Aus Erfahrungen werden Ordnungsmaßnahmen wie Exmatrikulation, nicht diejenigen treffen, die sich antisemitisch, rassistisch oder anders diskriminierend verhalten. Was jetzt als Maßnahme gegen Antisemitismus wirken soll, kann am Ende auch gegen Studierenden und Lehrenden eingesetzt werden
die sich lautstark dagegen stellen. Wenn eine Störung einer Veranstaltung zu einer Ordnungsmaßnahme führen kann, wird dies keinem bedrohten Studierenden helfen, sondern lediglich bestehende Machtstrukturen verhärten:

Anstelle einer zivilgesellschaftlichen Auseinandersetzung und Prävention durch die Institution Hochschule mit Antisemitismus, Rassismus und anderer Diskriminierungsformen, hilft die autoritäre Macht einer Hochschulleitung nur solange diese ihrer Verantwortung gerechten werden wollen und können.

Das zweite Problem sehen wir in der rechtlichen Unsicherheit, die mit dem Ordnungsrecht einher geht. Das Ordnungsrecht suggeriert eine Handhabung durch die Hochschulen in einer Situation, die von den Hochschulen kaum beherrscht werden kann. Das selbe droht bei einer Wiedereinführung. In den letzten Jahrzehnten wurde das Ordnungsrecht an den Hochschulen so gut wie nie angewandt und wenn es angewandt wurde, wurde es in den meisten Fällen von Gerichten gekippt. Eine gescheiterte Ordnungsmaßnahme dürfte Täter in ihrem Handeln eher stärken.

Wir wollen aber nicht ohne Hinweis bleiben, wie es weitergehen kann:


Als wir Studierendenschaften in Berlin die Abschaffung der Ordnungsmaßnahmen gefordert hatten, haben wir im selben Atemzug die Einführung von Beauftragten für Antisemitismus, Rassismus und Queerfeindlichkeit gefordert. Denn die Hochschulen brauchen Expertise bei der Auseinandersetzung mit menschenverachtenden Ideologien. Umgesetzt im BerlHG ist bisher nur eine Antidiskriminierungsstelle oder ein entsprechendes Gremium. Das wird aber nicht für alle Bereiche der Diskriminierung ausreichend Expertise an die Hochschulen bringen. Dazu sind die Diskriminierungsformen zu verschieden. Ohne diese Expertise zeigt sich eine gewisse Hilfosigkeit, wenn es um antisemitische, rassistische, queerfeindliche oder anders diskriminierende Gewalt geht. Aber auch wenn entsprechende Gewalt von Dozierenden ausgeht, sieht der Maßnahmenkatalog in der Regel wenig bis gar keine Handhabe vor. An dieser muss dringend geschärft werden, wie Ungleichheitsideologien wie Antisemitismus und Rassismus und Machtmissbrauch aus dem Diskurs an den Hochschulen ausgeschlossen werden kann und muss.
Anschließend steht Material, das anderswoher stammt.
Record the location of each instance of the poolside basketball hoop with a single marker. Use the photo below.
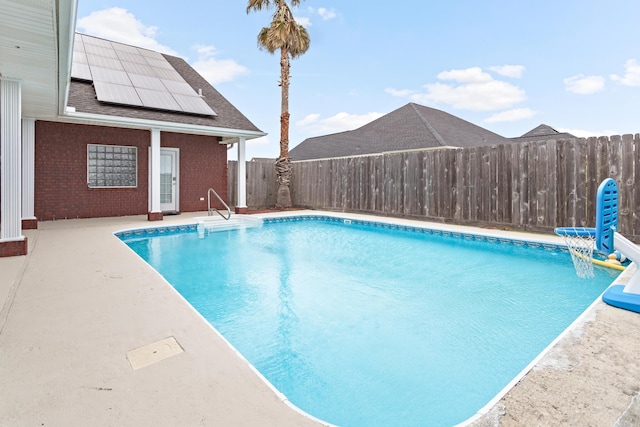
(581, 242)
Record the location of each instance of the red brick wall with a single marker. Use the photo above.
(203, 164)
(61, 189)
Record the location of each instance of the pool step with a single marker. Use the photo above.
(211, 224)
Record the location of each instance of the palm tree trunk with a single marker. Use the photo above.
(283, 163)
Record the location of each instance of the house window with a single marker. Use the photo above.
(112, 166)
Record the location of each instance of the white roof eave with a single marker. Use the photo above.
(126, 122)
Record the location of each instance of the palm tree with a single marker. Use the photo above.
(292, 40)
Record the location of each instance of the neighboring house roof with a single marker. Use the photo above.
(83, 98)
(410, 127)
(542, 133)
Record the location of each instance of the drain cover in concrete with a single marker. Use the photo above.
(153, 353)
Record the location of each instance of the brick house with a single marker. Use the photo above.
(94, 128)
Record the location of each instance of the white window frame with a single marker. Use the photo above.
(114, 162)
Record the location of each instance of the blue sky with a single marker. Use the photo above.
(505, 65)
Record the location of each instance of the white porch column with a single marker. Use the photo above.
(155, 213)
(241, 201)
(29, 219)
(12, 242)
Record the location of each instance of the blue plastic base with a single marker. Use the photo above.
(616, 297)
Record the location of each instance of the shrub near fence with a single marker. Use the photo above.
(523, 186)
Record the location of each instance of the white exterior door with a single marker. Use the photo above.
(169, 180)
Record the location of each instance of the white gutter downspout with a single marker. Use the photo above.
(155, 212)
(29, 220)
(12, 242)
(241, 202)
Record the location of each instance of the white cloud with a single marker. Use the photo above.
(398, 92)
(582, 133)
(303, 20)
(323, 12)
(514, 71)
(468, 75)
(326, 14)
(511, 115)
(473, 89)
(216, 70)
(119, 25)
(584, 85)
(631, 76)
(341, 122)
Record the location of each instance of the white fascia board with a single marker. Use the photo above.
(126, 122)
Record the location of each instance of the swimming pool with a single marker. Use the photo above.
(366, 324)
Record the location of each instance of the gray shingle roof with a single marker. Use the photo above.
(82, 97)
(542, 133)
(410, 127)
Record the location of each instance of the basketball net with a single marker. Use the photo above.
(580, 242)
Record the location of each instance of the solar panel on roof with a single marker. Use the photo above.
(81, 71)
(118, 94)
(110, 76)
(120, 48)
(133, 76)
(146, 82)
(141, 69)
(150, 54)
(132, 57)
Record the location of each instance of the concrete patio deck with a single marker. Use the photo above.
(76, 306)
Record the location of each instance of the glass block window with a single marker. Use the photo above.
(112, 166)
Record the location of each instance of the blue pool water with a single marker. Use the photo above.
(363, 325)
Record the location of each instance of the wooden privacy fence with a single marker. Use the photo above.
(524, 186)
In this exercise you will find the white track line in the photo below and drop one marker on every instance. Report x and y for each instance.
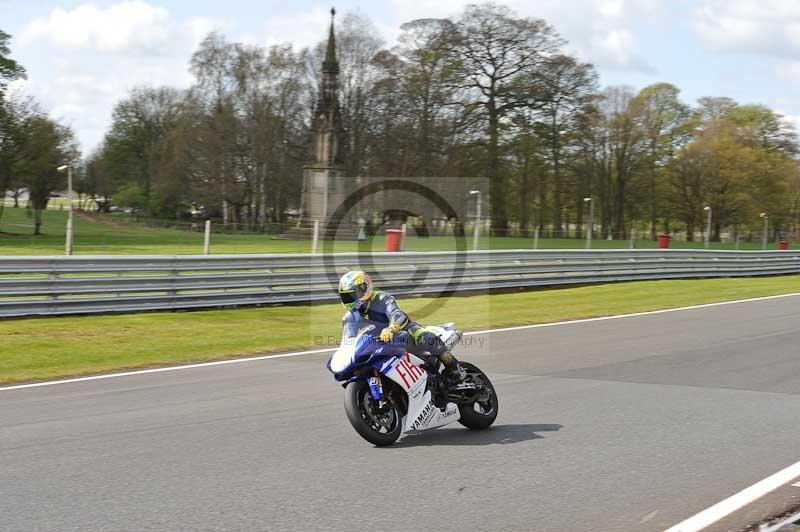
(735, 502)
(317, 351)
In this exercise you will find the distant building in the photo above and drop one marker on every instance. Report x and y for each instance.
(324, 183)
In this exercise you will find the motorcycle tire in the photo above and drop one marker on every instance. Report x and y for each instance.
(381, 428)
(478, 415)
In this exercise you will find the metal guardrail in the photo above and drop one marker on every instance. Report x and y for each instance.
(100, 284)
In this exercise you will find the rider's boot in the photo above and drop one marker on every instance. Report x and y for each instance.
(452, 369)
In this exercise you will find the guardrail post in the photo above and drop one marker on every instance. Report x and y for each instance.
(315, 238)
(207, 237)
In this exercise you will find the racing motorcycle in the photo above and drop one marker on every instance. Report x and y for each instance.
(390, 391)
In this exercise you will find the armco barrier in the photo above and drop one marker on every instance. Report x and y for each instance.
(98, 284)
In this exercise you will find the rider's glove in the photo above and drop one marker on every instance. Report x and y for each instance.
(388, 332)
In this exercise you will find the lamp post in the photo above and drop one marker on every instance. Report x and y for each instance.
(590, 227)
(68, 244)
(708, 226)
(477, 220)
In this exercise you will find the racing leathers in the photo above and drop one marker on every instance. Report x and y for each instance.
(382, 311)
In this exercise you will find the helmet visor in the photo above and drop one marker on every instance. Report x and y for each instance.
(348, 298)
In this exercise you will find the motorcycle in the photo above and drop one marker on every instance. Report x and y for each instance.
(390, 391)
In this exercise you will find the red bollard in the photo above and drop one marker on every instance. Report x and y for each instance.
(393, 238)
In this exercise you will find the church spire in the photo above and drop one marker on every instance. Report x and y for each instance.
(331, 65)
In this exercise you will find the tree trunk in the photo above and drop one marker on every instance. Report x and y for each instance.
(37, 221)
(497, 190)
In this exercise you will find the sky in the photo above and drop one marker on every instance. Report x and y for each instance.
(83, 57)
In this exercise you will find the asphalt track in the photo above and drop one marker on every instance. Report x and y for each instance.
(627, 424)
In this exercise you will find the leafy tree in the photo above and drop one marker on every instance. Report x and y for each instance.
(10, 70)
(501, 58)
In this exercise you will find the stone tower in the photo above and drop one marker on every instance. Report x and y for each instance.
(323, 179)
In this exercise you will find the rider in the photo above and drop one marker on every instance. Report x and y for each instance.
(367, 306)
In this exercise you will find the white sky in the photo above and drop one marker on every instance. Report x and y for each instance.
(82, 57)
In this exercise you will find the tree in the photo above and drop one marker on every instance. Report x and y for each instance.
(46, 146)
(566, 86)
(501, 58)
(666, 125)
(10, 70)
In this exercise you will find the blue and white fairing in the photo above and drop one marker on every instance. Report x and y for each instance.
(364, 349)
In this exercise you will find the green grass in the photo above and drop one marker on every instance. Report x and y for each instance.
(47, 348)
(91, 238)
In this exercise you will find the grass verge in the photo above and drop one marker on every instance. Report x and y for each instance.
(94, 238)
(47, 348)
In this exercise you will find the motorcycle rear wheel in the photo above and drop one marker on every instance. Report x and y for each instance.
(480, 414)
(379, 426)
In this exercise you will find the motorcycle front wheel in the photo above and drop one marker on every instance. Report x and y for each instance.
(479, 414)
(379, 424)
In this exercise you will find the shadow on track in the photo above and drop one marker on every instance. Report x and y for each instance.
(500, 434)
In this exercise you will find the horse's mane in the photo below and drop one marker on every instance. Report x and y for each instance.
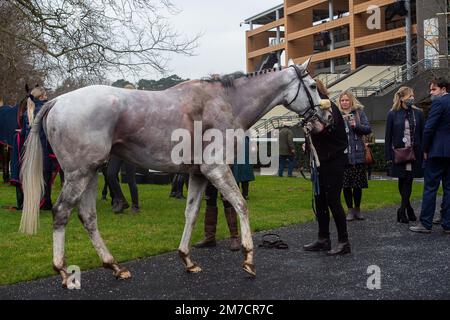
(228, 80)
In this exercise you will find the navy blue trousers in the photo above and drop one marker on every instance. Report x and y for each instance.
(436, 169)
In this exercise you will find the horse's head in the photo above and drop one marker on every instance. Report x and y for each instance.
(302, 97)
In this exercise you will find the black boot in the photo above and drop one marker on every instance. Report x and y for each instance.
(410, 212)
(173, 192)
(341, 249)
(401, 215)
(319, 245)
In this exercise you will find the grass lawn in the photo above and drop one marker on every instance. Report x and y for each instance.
(274, 202)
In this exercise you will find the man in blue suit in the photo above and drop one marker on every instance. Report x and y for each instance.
(436, 146)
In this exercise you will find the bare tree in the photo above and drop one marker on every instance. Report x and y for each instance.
(77, 37)
(17, 59)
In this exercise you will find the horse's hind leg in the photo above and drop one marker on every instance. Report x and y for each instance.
(197, 185)
(222, 178)
(88, 215)
(74, 186)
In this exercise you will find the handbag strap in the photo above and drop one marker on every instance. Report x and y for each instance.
(412, 128)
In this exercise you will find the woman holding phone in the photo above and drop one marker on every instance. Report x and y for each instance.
(355, 177)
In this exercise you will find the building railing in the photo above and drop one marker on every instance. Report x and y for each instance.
(378, 85)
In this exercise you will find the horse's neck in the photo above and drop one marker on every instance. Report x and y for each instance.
(259, 95)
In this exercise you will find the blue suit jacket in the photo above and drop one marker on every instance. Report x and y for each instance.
(436, 135)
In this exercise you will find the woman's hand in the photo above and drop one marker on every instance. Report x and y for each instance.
(352, 123)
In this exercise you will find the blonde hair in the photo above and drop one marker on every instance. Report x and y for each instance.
(321, 87)
(402, 92)
(36, 93)
(355, 104)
Deswegen halten wir an unserer bisherigen Forderungen fest:

Kein Ordnungsrecht an den Hochschulen, stattdessen eine Ausstattung für die Hochschulen, sich dauerhaft mit dem Thema auseinanderzusetzen und Maßnahmen für die Hochschule, die dieser helfen, den Diskussionsrahmen frei von menschenverachtenden Positionen zu halten. Für die Ahndung diskriminierender Gewalt ist das Strafgesetzbuch da. Für Moderation auf dem Campus brauchen die Hochschulen eine entsprechende Ausstattung, um nicht hilfos dazustehen und ihrem Bildungsauftrag gerecht zu werden.

Auch Bund und Länder sehen wir hier in der Verantwortung, Forschungs-, Bildung- und Präventionsprojekte entsprechend finanziell zu unterstützten.
Gegen jeden Antisemitismus und jeden Rassismus. Für eine Hochschule, die ihrer Aufgabe nachkommt.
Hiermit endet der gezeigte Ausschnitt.